2005 Howell Mountain Zinfandel Beatty Ranch

This wine has a lovely dark garnet color with well-defined legs once swirled.  On the nose I get lively aromas of black raspberry and white pepper and a tickling in the nose from the alcohol (15.6%).  Initially, I was getting hints of brettanomyces, but that seems to have blown off.  In the mouth one gets a nice fresh flavor of dark fruits, spice (pepper, primarily), and bright acid backed with a nice tannic structure.  The good balance of fruit, spice and acid lingers on the finish.  I've tasted this wine on three occasions with very consistent results.  This was a $15 bargain at Trader Joe's (retailed for $45).  The 2006 Beatty Ranch Zin is not of the same caliber.

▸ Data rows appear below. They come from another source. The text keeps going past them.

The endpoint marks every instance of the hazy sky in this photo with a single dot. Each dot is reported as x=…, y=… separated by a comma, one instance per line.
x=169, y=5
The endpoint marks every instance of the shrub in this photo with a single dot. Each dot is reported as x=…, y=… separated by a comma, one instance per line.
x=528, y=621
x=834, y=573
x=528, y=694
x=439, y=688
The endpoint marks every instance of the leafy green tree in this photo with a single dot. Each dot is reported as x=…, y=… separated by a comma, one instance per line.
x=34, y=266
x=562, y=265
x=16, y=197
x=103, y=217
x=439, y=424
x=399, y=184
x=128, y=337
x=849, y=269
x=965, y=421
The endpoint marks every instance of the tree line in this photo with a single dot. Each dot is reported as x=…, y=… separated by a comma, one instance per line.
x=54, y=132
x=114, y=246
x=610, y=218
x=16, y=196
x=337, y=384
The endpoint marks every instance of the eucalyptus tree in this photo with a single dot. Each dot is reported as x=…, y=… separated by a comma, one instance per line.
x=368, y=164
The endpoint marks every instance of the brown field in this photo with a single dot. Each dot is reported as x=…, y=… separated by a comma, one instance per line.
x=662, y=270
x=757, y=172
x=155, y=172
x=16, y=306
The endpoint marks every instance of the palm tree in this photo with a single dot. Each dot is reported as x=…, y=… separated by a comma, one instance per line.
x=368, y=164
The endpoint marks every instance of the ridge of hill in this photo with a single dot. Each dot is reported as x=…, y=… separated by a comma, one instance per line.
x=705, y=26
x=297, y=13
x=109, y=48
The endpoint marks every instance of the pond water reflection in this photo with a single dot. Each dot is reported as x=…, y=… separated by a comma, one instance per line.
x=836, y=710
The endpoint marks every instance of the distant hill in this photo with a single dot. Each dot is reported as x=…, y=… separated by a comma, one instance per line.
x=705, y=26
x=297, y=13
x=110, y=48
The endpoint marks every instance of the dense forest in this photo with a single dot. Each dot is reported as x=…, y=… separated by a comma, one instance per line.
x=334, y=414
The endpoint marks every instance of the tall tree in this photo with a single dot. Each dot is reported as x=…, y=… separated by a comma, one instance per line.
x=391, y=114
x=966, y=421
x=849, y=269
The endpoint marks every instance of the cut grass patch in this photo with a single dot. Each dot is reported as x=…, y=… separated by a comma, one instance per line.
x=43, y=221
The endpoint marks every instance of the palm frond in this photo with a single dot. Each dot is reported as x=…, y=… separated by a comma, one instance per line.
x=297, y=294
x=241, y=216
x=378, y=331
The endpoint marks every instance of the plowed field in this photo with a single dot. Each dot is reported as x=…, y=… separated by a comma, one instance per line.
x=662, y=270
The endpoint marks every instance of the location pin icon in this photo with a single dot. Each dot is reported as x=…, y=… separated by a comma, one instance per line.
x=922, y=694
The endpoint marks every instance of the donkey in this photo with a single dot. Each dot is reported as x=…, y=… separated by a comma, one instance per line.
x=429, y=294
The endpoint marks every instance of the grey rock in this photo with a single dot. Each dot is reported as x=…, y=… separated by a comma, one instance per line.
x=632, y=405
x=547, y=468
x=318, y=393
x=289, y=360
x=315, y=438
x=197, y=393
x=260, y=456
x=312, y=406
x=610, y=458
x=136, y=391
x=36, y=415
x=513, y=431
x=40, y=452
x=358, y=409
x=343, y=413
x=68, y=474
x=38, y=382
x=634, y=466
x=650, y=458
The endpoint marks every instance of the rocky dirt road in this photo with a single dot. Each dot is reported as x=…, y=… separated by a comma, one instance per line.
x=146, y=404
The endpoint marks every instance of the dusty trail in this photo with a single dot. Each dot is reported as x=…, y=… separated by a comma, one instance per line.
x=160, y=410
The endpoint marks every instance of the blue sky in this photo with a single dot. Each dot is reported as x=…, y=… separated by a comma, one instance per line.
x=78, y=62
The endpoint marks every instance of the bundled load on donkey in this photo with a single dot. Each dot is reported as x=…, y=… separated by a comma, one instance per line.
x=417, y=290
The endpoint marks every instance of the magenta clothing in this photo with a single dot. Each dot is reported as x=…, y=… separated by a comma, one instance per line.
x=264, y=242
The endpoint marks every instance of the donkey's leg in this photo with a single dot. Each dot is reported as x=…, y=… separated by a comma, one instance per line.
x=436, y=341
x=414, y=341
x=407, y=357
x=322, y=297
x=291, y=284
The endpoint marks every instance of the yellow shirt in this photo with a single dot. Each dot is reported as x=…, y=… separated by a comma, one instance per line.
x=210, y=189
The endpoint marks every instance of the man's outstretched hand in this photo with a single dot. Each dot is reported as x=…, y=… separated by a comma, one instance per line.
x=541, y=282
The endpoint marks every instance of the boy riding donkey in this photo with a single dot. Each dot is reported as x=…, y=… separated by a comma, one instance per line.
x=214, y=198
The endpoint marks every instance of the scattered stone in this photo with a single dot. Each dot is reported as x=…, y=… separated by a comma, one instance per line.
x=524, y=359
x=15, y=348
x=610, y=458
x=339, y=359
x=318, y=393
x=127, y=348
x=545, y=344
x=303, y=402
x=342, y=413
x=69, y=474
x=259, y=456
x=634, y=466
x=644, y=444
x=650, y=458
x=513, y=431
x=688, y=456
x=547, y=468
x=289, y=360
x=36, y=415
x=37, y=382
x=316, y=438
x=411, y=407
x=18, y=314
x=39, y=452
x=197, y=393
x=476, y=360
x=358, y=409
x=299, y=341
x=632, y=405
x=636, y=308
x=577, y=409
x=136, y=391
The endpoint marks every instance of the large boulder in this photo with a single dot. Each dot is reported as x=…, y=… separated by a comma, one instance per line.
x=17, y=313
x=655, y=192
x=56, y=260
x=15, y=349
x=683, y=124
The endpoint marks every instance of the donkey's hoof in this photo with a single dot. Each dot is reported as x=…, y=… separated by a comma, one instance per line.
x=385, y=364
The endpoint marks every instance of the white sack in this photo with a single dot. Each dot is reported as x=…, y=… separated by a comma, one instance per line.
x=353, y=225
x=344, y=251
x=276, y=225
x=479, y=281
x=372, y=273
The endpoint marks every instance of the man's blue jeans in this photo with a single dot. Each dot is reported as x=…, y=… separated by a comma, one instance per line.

Thursday, December 3, 2009

2006 Ridge Zinfandel Dusi Ranch

This perennial favorite zin has a nice dark cherry color.  Although it's a little cold having just been brought up from the storage area beneath my house the nose gives off blackberries, cherries and a complex spice blend of white pepper, nutmeg and cloves.  Oh yes, and you can smell the alcohol, but the aromatic nature of the wine makes the alcohol not as pronounced as it could be at 15.8%!  Surprisingly devoid of tannins, the taste of this wine is dominated by cherry and dark berry fruit and much less spice than I expected from the aromas.  On the finish, the alcohol creates a burning effect on the tongue, but there is also fruit that lingers.  I would have expected to detect more acid than I'm getting, but I think the alcohol is masking that. This is not as sweet as some of Ridge's late picked wines, which have significant residual sugar and alcohol.  The grapes come from the Paso Robles area and were picked at a high sugar content which fermented efficiently providing a high alcohol, low RS wine.  I like it, but with I were drinking it with lamb instead of pizza.s

Sunday, November 29, 2009

2006 Ridge Carmichael Zinfandel

Well, it happens, reportedly, about 5% of the time.  This wine is slightly corked, the musty aroma immediately detectable.  Ridge would certainly take it back, but I don't have time to mess with it.  I tried to get past that to see what a non-tainted bottle might offer.  The grapes come from Carmichael Ranch on the North Coast.  This medium-bodied wine has a pretty ruby color with nice gradation.  There is plenty of fruit on the nose, mostly blackberries, and a slight amount of spice.  In the mouth, there is a nice acid/fruit balance, but I can't get past the corkiness.  The rest goes down the drain.  Too bad, because I'm a big fan of the winery and of its winemaker, Paul Draper.

Update:  I contacted Ridge through their website and within three days they had delivered a new bottle at no charge.